Psoriasis is facing very rapid advances in the understanding of its pathogenesis that drives a fast expanding availability of new therapeutic agents. Although anti-TNF-α drugs have markedly improved the therapeutic options of patients with autoimmune diseases, there is still a need for new treatment options for patients who lose response, fail to respond, or are intolerant to their current treatment [34]. More specific treatment options, with fewer side effects and a milder effect on the immune system, need to be identified. As more studies are performed, more clinical experience is gained, and more biomarkers of clinical response are identified, we will be able to determine which drugs are the most suitable for the long-term treatment of psoriasis. Pharmacogenetics studies may also help to tailor a more stratified therapeutic approach [35, 36]. Experimental and clinical studies have identified IL-17 as a ‘driver’ cytokine of psoriasis and thus as an important therapeutic target. Based on good tolerability of IL-17 antagonists in phase II trials, it is expected that these agents are likely to become major future therapeutics for the treatment of psoriasis, although the exact place of these drugs needs further study.
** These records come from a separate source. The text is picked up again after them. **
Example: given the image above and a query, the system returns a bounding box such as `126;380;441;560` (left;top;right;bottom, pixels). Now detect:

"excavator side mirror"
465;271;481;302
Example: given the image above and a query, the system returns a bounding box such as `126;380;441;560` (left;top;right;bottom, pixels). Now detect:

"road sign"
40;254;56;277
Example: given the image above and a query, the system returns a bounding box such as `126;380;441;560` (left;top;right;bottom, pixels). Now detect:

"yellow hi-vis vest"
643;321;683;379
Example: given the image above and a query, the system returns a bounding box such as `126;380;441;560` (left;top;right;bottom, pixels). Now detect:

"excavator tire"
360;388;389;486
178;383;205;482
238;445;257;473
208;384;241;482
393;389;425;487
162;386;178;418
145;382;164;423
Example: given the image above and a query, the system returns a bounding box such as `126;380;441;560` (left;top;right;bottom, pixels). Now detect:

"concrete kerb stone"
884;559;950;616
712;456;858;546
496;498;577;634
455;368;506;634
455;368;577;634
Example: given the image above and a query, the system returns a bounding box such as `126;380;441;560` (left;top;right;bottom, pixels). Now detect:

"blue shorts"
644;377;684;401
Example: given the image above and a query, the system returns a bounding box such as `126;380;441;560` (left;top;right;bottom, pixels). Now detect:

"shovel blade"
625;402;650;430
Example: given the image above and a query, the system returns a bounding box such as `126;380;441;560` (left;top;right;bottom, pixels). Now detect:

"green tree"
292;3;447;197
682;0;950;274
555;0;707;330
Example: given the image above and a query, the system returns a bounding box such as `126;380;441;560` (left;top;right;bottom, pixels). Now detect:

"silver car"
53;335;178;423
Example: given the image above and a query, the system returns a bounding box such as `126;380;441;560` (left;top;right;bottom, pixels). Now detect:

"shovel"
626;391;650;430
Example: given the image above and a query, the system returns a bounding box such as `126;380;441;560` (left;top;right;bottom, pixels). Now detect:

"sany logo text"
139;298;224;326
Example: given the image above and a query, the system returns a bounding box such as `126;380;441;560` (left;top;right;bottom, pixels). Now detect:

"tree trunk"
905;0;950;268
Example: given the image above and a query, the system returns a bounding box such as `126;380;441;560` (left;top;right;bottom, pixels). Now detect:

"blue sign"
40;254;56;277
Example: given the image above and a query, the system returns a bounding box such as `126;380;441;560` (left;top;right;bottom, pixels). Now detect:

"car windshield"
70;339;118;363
However, large-scale, phase III clinical trials are ongoing and they will provide informative data about the long-term efficacy and safety. Secukinumab is now in an advanced phase of development, but other anti-IL-17 agents have been designed and they, too, may expand the future therapeutic armamentarium. Still, the physiologic impact of long-term IL-17 antagonism will need to be demonstrated in larger and longer clinical trials and there might be important differences in antagonizing IL-17A versus the IL-17 receptor, which subtends broader cytokine effects. Also, there is a need for a better understanding of how IL-17 antagonism will impact PsA and other comorbidities that are associated with psoriasis and have a presumptive inflammatory etiology. Of these, the role of IL-17 in cardiovascular diseases holds special interest since there is increasing recognition that IL-17 is a major risk cytokine for atherosclerosis in model systems and that reduced expression or blockade of IL-17 can reduce formation of atherosclerosis lesions [37].